Sunday, November 04, 2007

Who Gets to Be the Bigger Jerk?

From today's New York Times: "Devices Enforce Cellular Silence, Sweet but Illegal" by Matt Richtel:

SAN FRANCISCO, Nov. 2 — One afternoon in early September, an architect boarded his commuter train and became a cellphone vigilante. He sat down next to a 20-something woman who he said was “blabbing away” into her phone.

“She was using the word ‘like’ all the time. She sounded like a Valley Girl,” said the architect, Andrew, who declined to give his last name because what he did next was illegal.

Andrew reached into his shirt pocket and pushed a button on a black device the size of a cigarette pack. It sent out a powerful radio signal that cut off the chatterer’s cellphone transmission — and any others in a 30-foot radius.

“She kept talking into her phone for about 30 seconds before she realized there was no one listening on the other end,” he said. His reaction when he first discovered he could wield such power? “Oh, holy moly! Deliverance.”

Read the whole thing here: http://www.nytimes.com/2007/11/04/technology/04jammer.html

Here is another instance where my superhuman ability to see things from multiple angles simultaneously is a curse. On the one hand, I share Andrew's annoyance--not so much that the woman next to him was "blabbing away" on her phone (all else being equal, I would rather that the person next to me on a plane or train do anything but talk to me but because, in my experience if not Andrew's, people using cellular phones in public places always seem to be yelling into them. On the other hand, I can see the young woman's point of view, too: Presumably, she bought the phone and the overpriced plan with its lifetime contract so that she could talk to her friends!
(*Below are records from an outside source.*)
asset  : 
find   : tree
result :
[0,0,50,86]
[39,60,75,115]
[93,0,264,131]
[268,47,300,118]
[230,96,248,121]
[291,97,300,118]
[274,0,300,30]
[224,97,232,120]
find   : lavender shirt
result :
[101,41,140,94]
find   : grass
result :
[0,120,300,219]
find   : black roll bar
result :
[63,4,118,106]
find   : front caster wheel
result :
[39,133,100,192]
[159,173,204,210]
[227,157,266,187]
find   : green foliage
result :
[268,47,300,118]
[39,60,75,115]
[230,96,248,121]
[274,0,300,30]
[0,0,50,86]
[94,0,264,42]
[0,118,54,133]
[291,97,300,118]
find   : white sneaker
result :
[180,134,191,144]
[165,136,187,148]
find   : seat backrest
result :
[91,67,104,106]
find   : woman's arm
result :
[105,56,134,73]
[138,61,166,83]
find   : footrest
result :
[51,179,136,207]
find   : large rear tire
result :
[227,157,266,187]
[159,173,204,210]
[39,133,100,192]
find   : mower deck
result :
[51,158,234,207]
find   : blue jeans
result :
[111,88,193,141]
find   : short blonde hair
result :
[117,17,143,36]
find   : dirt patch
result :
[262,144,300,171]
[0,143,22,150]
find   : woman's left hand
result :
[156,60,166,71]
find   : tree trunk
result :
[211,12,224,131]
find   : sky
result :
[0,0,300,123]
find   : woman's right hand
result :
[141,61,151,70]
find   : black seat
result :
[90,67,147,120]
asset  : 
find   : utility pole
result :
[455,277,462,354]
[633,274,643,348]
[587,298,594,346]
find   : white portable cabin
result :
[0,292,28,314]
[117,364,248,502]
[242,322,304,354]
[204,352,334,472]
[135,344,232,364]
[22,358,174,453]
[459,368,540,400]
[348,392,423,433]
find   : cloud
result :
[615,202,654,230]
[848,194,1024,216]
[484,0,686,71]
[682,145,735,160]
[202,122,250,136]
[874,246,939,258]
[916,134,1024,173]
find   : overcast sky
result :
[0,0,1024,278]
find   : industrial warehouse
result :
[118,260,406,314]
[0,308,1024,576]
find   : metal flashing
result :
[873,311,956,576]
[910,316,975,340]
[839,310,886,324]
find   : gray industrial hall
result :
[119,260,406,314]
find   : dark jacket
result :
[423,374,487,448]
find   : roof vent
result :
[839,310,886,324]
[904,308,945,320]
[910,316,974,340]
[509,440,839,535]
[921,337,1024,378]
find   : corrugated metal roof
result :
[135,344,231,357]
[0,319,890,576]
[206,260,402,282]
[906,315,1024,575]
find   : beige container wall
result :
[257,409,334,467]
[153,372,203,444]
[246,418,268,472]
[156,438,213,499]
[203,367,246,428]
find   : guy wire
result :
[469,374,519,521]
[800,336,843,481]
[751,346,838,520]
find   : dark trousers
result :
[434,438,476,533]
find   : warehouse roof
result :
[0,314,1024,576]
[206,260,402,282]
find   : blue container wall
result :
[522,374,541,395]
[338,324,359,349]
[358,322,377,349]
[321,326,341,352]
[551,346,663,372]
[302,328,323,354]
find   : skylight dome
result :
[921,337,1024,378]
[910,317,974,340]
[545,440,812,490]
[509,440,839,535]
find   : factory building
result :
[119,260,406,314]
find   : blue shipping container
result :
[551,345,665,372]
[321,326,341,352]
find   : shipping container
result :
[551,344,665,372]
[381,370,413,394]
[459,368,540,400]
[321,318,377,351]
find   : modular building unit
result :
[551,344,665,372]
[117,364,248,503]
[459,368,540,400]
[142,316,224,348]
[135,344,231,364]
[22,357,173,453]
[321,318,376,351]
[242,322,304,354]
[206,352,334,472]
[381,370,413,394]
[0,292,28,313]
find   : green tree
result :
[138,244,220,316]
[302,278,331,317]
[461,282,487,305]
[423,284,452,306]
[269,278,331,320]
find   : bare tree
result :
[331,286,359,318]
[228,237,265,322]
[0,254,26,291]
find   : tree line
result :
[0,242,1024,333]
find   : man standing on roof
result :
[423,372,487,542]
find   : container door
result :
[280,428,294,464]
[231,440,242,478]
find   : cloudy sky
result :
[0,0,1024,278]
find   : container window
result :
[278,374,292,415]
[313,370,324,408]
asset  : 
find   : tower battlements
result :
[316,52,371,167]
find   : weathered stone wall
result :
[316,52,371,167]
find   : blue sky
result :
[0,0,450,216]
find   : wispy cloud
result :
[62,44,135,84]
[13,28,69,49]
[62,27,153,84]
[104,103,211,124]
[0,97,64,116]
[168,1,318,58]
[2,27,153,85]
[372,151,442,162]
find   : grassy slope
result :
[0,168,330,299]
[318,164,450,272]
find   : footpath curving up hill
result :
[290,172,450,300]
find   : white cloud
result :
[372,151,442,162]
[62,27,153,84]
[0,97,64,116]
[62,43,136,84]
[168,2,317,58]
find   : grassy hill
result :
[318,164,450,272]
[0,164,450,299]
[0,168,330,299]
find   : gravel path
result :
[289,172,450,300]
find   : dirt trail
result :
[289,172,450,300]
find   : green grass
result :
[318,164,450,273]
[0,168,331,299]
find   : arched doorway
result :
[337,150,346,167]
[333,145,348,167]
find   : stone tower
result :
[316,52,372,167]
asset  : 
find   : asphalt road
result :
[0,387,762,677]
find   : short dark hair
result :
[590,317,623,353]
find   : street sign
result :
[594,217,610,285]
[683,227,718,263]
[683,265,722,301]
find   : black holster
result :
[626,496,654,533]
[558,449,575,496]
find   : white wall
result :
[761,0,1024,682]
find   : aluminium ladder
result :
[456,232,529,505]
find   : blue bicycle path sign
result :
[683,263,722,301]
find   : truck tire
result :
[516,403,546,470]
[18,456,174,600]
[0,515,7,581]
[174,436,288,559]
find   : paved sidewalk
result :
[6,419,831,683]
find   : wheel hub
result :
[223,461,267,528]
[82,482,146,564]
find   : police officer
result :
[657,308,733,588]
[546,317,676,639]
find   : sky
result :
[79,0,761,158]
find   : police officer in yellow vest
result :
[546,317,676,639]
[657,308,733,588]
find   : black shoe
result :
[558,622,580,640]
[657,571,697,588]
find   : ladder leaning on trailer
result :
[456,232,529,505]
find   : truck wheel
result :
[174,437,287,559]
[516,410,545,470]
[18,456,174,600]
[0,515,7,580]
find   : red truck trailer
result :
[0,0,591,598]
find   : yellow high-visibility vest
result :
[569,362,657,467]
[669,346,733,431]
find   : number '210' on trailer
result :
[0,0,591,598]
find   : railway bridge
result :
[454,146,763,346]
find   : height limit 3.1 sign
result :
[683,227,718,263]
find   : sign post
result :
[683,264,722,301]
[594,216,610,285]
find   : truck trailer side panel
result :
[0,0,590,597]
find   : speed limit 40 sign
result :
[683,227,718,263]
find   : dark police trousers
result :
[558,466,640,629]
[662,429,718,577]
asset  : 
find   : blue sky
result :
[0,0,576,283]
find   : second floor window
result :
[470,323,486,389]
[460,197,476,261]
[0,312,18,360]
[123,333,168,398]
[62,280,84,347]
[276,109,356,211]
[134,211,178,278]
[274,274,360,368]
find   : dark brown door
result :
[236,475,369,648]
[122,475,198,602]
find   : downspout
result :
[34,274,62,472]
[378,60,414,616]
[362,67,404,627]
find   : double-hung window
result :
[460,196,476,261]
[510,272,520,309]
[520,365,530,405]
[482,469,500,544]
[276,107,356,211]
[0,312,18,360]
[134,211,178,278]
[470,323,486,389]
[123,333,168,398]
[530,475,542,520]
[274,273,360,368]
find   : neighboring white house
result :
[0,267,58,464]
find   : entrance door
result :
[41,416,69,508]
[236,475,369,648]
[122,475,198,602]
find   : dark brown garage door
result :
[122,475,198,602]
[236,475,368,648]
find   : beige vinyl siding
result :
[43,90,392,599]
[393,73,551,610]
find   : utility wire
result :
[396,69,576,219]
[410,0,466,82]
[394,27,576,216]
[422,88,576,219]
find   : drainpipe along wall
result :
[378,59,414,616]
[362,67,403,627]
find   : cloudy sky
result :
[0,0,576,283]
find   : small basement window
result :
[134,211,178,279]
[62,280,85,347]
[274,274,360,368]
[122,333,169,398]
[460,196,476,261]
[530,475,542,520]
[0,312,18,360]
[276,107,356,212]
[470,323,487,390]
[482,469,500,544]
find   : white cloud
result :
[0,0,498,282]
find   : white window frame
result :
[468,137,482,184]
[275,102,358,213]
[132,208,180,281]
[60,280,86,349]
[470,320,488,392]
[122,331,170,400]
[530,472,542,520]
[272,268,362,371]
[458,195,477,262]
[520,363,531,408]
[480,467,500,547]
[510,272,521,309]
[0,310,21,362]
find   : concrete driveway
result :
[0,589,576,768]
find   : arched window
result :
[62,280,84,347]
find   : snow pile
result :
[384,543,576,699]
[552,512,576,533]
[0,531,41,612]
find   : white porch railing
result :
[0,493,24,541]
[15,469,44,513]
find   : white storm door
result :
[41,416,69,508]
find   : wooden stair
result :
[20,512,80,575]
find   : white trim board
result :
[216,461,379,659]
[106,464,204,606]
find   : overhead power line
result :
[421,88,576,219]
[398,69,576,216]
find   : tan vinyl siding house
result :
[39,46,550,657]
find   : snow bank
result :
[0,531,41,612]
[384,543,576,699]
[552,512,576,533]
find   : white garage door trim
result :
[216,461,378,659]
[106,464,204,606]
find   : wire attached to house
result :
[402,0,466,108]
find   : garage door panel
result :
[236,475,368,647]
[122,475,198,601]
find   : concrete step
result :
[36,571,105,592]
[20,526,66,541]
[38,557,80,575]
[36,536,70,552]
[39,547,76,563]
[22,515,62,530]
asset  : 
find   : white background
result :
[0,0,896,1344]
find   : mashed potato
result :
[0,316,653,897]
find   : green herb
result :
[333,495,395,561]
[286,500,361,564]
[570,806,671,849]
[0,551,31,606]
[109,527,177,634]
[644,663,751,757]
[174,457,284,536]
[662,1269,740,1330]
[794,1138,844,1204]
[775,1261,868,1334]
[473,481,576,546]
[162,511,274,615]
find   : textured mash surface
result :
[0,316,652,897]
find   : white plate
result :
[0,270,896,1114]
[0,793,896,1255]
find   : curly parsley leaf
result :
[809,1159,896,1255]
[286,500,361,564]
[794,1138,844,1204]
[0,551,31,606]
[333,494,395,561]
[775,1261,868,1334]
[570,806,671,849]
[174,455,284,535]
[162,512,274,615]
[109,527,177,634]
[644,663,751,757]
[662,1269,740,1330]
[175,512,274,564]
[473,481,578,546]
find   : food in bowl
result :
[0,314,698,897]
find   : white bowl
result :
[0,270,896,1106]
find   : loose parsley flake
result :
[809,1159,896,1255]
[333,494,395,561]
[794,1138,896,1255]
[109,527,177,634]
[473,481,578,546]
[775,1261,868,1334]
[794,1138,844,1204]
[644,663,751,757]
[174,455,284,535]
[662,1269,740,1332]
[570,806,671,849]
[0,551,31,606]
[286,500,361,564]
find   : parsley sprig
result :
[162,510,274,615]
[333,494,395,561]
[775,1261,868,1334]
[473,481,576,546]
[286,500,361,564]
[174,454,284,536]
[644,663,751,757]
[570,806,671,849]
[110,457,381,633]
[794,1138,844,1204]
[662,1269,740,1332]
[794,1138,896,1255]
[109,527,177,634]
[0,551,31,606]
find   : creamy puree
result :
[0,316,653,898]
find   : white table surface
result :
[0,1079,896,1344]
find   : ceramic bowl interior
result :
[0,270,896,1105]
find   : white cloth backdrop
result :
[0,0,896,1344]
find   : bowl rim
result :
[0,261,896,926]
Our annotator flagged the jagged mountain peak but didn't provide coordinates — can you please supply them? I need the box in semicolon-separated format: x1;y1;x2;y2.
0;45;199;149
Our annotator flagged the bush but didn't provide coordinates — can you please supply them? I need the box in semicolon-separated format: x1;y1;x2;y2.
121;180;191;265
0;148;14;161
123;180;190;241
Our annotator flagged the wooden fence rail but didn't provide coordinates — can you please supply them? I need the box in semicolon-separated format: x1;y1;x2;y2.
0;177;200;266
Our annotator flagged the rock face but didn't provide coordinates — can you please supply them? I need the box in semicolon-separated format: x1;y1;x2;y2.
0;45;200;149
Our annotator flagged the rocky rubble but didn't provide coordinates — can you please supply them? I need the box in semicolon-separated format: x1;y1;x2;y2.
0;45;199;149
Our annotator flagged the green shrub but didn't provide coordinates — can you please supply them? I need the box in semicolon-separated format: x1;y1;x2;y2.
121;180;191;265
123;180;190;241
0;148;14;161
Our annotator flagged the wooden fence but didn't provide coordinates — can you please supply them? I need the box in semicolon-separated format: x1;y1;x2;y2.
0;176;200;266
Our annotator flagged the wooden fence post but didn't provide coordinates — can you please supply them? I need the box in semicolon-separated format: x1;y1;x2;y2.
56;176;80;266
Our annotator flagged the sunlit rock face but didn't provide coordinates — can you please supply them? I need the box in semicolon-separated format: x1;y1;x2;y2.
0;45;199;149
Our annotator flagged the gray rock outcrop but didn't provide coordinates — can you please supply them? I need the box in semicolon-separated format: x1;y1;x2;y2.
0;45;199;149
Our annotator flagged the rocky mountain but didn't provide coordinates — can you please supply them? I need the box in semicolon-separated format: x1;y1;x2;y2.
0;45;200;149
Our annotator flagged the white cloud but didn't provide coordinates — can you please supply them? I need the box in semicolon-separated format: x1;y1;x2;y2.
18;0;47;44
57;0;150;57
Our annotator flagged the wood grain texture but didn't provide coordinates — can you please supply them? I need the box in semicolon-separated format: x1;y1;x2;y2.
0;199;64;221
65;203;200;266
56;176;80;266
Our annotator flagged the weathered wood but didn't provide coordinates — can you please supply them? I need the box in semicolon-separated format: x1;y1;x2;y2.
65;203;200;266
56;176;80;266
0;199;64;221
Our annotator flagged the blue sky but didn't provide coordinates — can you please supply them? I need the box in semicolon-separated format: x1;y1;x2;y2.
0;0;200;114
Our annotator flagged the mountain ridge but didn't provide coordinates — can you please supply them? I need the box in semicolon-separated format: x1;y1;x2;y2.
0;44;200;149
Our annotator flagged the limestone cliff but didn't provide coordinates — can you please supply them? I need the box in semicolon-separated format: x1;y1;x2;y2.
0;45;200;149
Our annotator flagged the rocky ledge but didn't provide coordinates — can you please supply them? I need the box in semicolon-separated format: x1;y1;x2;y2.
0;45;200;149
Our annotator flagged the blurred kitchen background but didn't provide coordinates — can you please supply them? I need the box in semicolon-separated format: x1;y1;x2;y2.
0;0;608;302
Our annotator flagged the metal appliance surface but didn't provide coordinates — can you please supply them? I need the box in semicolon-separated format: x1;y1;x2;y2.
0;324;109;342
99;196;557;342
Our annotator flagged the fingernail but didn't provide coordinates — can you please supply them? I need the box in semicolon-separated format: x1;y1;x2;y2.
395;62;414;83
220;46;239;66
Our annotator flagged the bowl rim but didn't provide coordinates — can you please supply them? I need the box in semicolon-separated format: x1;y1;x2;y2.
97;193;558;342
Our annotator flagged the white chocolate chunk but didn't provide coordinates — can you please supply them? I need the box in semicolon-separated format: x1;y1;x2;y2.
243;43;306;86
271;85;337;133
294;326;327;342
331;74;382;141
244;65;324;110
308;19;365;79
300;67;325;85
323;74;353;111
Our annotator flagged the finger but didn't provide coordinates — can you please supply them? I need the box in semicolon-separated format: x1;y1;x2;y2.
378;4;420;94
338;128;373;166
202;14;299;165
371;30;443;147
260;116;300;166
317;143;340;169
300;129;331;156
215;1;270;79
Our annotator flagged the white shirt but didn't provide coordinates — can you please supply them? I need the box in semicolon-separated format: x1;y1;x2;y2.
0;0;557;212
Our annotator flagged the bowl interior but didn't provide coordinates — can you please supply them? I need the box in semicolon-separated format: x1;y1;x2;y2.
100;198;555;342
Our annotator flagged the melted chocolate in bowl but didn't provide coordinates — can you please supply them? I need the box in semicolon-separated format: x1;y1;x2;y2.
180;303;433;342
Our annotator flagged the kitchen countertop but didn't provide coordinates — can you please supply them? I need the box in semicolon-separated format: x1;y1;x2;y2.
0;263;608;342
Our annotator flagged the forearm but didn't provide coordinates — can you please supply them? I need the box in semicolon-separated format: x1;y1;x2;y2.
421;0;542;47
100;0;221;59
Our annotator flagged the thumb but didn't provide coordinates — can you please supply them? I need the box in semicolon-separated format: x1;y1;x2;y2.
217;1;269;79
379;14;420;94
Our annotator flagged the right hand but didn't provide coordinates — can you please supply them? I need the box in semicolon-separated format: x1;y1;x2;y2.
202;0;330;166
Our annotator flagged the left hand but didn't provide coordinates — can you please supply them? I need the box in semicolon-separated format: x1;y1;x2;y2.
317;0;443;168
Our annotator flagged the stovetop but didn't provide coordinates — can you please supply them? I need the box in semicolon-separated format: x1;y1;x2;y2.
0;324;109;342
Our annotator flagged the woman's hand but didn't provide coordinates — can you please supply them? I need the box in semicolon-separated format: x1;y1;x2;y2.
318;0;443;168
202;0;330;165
It doesn't sound like she was in a phone-free car on the train; it sounds like she was within her rights to be using the phone where she was--Andrew's big objections seem to be (a) she was "blabbing away" and (b) she kept using the word "like"--but Andrew didn't want her to be on her phone, so he took it upon himself to jam her.

Conclusion: Both Andrew and the woman sitting next to him were being jerks, but Andrew went the extra mile and emerged the bigger jerk. Indeed, it's hard to conclude that Andrew is anything but a control-freak prick.

More evidence from the article's concluding paragraphs:

Andrew, the San Francisco-area architect, said using his jammer was initially fun, and then became a practical way to get some quiet on the train. Now he uses it more judiciously.

“At this point, just knowing I have the power to cut somebody off is satisfaction enough,” he said.

And there you have it--it's the passive-aggressive power trip. Someone is doing something I don't like. Never mind that they're well within their rights: I don't like it. And I need to do something about it. Nothing overt, because (a) they're not actually doing anything wrong and (b) that would require me to have some testosterone in my system. No, I need to do something sneaky, something that no one else even knows I'm doing, and then I can just sit here in my happy space and get my little buzz from knowing that I am the master manipulator of what others may or may not do in my presence. I want you to stop talking: click, I flip a switch and you do. Power!

Seems to me I saw an episode of Twilight Zone like that. It ended badly. One hopes for the same fate for the likes of Andrew--that he'll have an important call to make on a day when someone nearby decides he doesn't like all these people using their cellphones and jams them all. For one of the downsides of the phone jammers is that they immobilize all phone within a given radius, thus inconveniencing innocent bystanders as well as the "offenders."

As is pointed out in the article, such a device could be a real boon to robbers, terrorists, and others who would have a vested interest in thwarting people's attempts to call for help.


The article quotes James Katz, director of the Center for Mobile Communication Studies at Rutgers University, rightly opining: “If anything characterizes the 21st century, it’s our inability to restrain ourselves for the benefit of other people. The cellphone talker thinks his rights go above that of people around him, and the jammer thinks his are the more important rights.”

That's probably not true: My observation of Life in These United States is that people don't think that their rights are more important than others people's; people think that they are the only ones who have any rights in the first place.

And I think Katz is charitably overlooking the thousands upon thousands of impotent jerks who are bound up in an insatiable need to ride roughshod over other people: I don't like this TV show, it should be taken off the air so no one else watches it; I don't like this columnist, the newspaper should drop him so no one else reads him; I don't approve of that artwork, it should be banned so no one else can enjoy it.

I'm reminded of George Carlin's riff on the oddity that is the flame-thrower: "At some point, some person said to himself, 'Gee, I sure would like to set those people on fire over there. But I'm way to far away to get the job done. If only I had something that would throw flame on them."

I suppose we should be thankful that Andrew didn't have a flame-thrower with him on the train.